Il cielo stellato e qualche nube accompagnano lo spettatore di fronte alla straniante scenografia del primo atto di Tosca. Mimmo Paladino, artista contemporaneo esponente della transavanguardia, ha voluto solo tre elementi essenziali per la Basilica di S.Andrea della Valle: la pala d’altare, l’ingresso della cappella Attavanti sovrastata dai simboli del calice e della croce, e (forse) un’acquasantiera, un solo blocco geometrico. Tutto è realizzato come in pietra senza la presenza del colore e con soluzione di continuità: allo spettatore è chiesto di richiamare alla memoria gli elementi figurativi assenti. Non meno incisivo l’uso della luce, opera di Cesare Accetta, che contribuisce a scolpire e delimitare — con un’interessante taglio in diagonale — gli spazi della scena. L’Orchestra del Festival di Puccini, diretta da Valerio Galli, introduce e guida lo spettatore lungo il percorso della narrazione. Evidente una drammaticità distaccata voluta dalla regia di Giorgio Ferrara, in cui gli stessi personaggi sembrano inizialmente assistere al dramma.
L’evaso Angelotti (Davide Procaccini) cerca rifugio nella cappella di famiglia dove la sorella aveva in precedenza nascosto il necessario per la fuga. Il pittore Cavaradossi (Mirko Matarazzo, che sostituisce l’annunciato Fabio Armiliato), intento a dipingere, scorge Angelotti e ne condivide gli ideali politici, ma è anche legato alla bella Tosca (Daniela Dessì), a cui cerca di nascondere il pericoloso intrigo. Scarpia (Alberto Mastromarino), le cui infime passioni mirano a ripristinare l’ordine, vuole annientare i nemici, ma vuole anche possedere la donna. Quest’ultima, colma di una gelosia quasi shakespeariana, sarà usata per condurre la vicenda verso esiti infausti. Molto suggestivo lo sfondo corale del Te Deum che segna la fine del primo atto quando l’intento dell’antagonista è ormai chiaro.
La tensione emotiva del secondo atto è già chiara con il salone di Palazzo Farnese delimitato da tre imponenti pannelli decorati da linee asimmetriche rosso sangue su sfondo grigio, quelli laterali sono cosparsi di ritratti di ricercati, rievocando le moderne strategie investigative. La “forza” arresta Cavaradossi seguendo la donna che dopo non riesce a sopportare il tormento inflitto all’amato durante l’interrogatorio sotto tortura. Ella confessa confidando nella pietà di Scarpia e decide di concedersi strappando la promessa di una falsa esecuzione, ma poco dopo ripagherà il perfido con la morte. Dessì, in un ricco abito bianco quasi nuziale, esprime tutta la disperazione del personaggio per l’immeritata sorte nell’aria Vissi d’arte, raggiungendo l’apice nel momento dell’omicidio.

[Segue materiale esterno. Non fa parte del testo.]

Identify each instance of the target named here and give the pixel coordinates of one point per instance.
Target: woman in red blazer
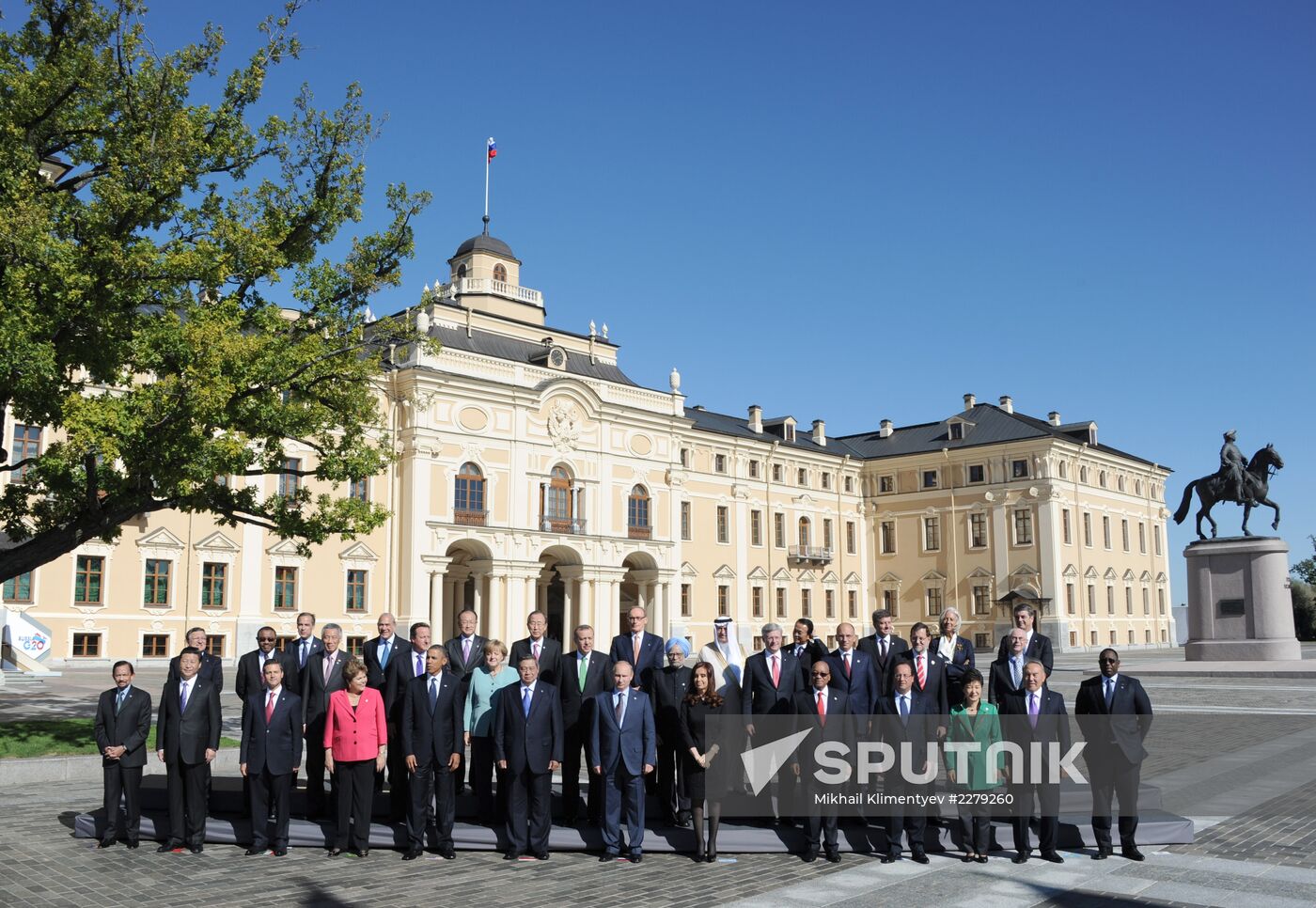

La scena dell’ultimo atto, con un grosso disco puntellato da accenni luminescenti, porta il cielo sul palcoscenico diviso in due livelli: la parte anteriore bassa, terrazzo del patibolo, con dei mattoni sulla sinistra e l’accesso di una scala non visibile sulla destra e la parte posteriore alta su cui verrà posizionato il plotone d’esecuzione, con una linea di luce che sembra avere origine dalla superficie. Ogni spettatore è il condannato, dopo il canto che accompagna gli ultimi attimi della così tanto amata vita. I soldati armati verranno disposti frontalmente rispetto al pubblico, mentre Cavaradossi volgerà le spalle in primo piano. Tosca illude e si illude su un futuro ancora possibile che presto sarà infranto dalla realtà della morte e quando il cadavere dell’amato giace, il cielo si squarcia e rende visibile una scala che la donna sale per togliersi la vita. Il percorso voluto per lo spettatore è graduale: lo straniamento iniziale lascia il posto a un ruolo da protagonista nella scena finale quando, sovrapponendosi al condannato, sente di non potersi sottrarre alla crudele sorte.